FOR IMMEDIATE RELEASE
February 2, 2015 | USCIRF
WASHINGTON, D.C. - Reports of pre-election violence, combined with rising societal and political tensions, increase the likelihood of religiously-motivated violence around Nigeria’s February 14 presidential elections, warns the U.S. Commission on International Religious Freedom (USCIRF).
“We welcome Secretary of State John Kerry’s timely trip to Nigeria in January. His warning to presidential candidates Goodluck Jonathan and Mohammadu Buhari that the United States will withhold visas to persons who engage in, plan, and/or perpetrate electoral violence sends a strong message in support of peaceful elections,” said USCIRF Chair Dr. Katina Lantos Swett. “Every effort needs to be undertaken to ensure peaceful elections and prevent the use of religion to stir up more violence. The events leading up to and immediately following February 14 are crucial to Nigeria’s long-term stability and status as a multi-religious and multi-ethnic society.”

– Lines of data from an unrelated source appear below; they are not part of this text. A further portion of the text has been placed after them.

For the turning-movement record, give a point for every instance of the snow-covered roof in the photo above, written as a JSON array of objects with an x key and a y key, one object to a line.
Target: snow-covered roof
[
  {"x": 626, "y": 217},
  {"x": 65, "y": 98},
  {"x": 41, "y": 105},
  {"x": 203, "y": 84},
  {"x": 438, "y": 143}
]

Concerns of electoral violence along Muslim-Christian lines are compounded by the horrific attacks perpetrated by Boko Haram. This violent Islamist insurgency has now displaced one million people and controls large sections of the northeast of the country. The terrorist organization’s escalating attacks and the Nigerian government’s inadequacy in responding to them create a difficult and volatile environment for the upcoming elections. There are serious concerns that these factors will negatively impact the voting process and could lead to questions of electoral credibility, further putting Africa's most populous country at grave risk.
USCIRF has warned for almost a year that the presidential elections again are becoming a flashpoint for religiously-motivated violence. The April 2011 electoral violence in Nigeria’s north and Middle Belt states started as political, but quickly became religious in nature. Three days of rioting left more than 800 dead (500 in Kaduna alone, with the vast majority being Muslims), 65,000 displaced, and 430 churches destroyed. Earlier this month, USCIRF issued a Factsheet on Religion and Nigeria’s 2015 Presidential Elections, highlighting the potential for electoral and sectarian violence as the elections near. With only weeks before the contest, reports are increasing of pre-election violence and threats directed at the candidates, parties, and their supporters.
“Unless Nigerian leaders take concrete steps to prevent electoral violence and calm their supporters, these elections could be more violent than those in 2011,” said USCIRF Chair Lantos Swett. “The potential for violence is increasing almost daily.”
USCIRF calls on Nigeria’s political parties to hold responsible their members who issue statements inciting violence along religious lines, and Nigeria’s police and judiciary to impartially hold accountable all perpetrators of electoral violence.
USCIRF has recommended the U.S. government designate Nigeria a “country of particular concern” since 2009. The government of Nigeria continues to tolerate systematic, ongoing, and egregious violations of religious freedom affecting all Nigerians, both Christian and Muslim. For many years, the government has failed to bring those responsible for sectarian violence to justice, prevent and contain acts of such violence, or prevent reprisal attacks. As a result since 1999, more than 18,000 Nigerians have been killed in sectarian violence between Muslims and Christians. Boko Haram, a militant group that espouses an extreme and violent interpretation of Islam, benefits from this culture of impunity and lawlessness as it exploits Muslim-Christian tensions and seeks to destabilize Nigeria.